L’Union européenne a conclu un accord provisoire pour rationaliser sa réglementation sur l’intelligence artificielle, visant à réduire l’incertitude juridique pour les entreprises tout en maintenant des normes de sécurité robustes. Cet accord de principe, qui fait partie du paquet plus large « Digital Omnibus », équilibre le besoin d’innovation avec la protection du public en clarifiant les délais de conformité et en interdisant certaines applications d’IA nuisibles.
Clarifier la conformité : mettre fin à la double réglementation
Le principal objectif de ces amendements est de dissiper la confusion quant à la manière dont les entreprises doivent naviguer dans la Loi européenne sur l’intelligence artificielle existante ainsi que dans les lois spécifiques au secteur. Auparavant, les entreprises étaient confrontées à une ambiguïté quant à savoir si elles devaient suivre les règles générales de l’IA ou les réglementations spécifiques à un secteur, ce qui faisait craindre une « double réglementation ».
Arba Kokalari, rapporteur de la commission du marché intérieur du Parlement européen, a souligné que les changements ne visent pas à affaiblir la sécurité mais à clarifier le paysage juridique.

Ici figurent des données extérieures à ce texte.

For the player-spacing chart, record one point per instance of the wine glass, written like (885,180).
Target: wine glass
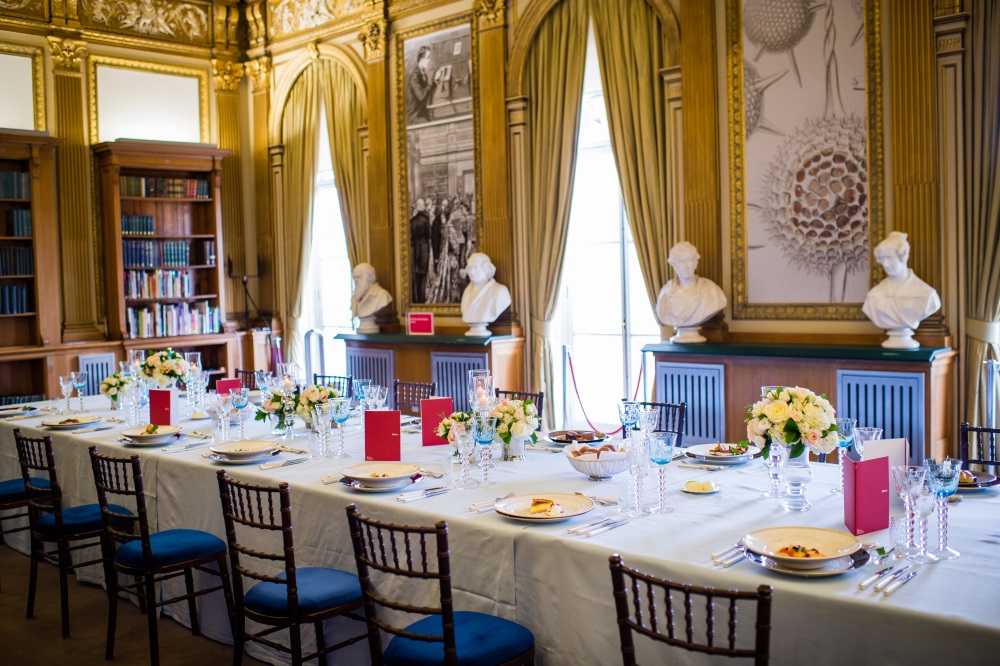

“Les entreprises ne devraient pas être réglementées deux fois. D’une part, nous clarifions les règles pour les entreprises en Europe.”
Pour soutenir cet objectif, l’accord introduit plusieurs ajustements clés :
- Délais prolongés pour l’IA à haut risque : les systèmes classés comme « à haut risque », tels que ceux utilisés dans les infrastructures critiques, l’éducation, l’emploi et le contrôle des frontières, ont désormais jusqu’à décembre 2027 pour se conformer à la législation de l’UE.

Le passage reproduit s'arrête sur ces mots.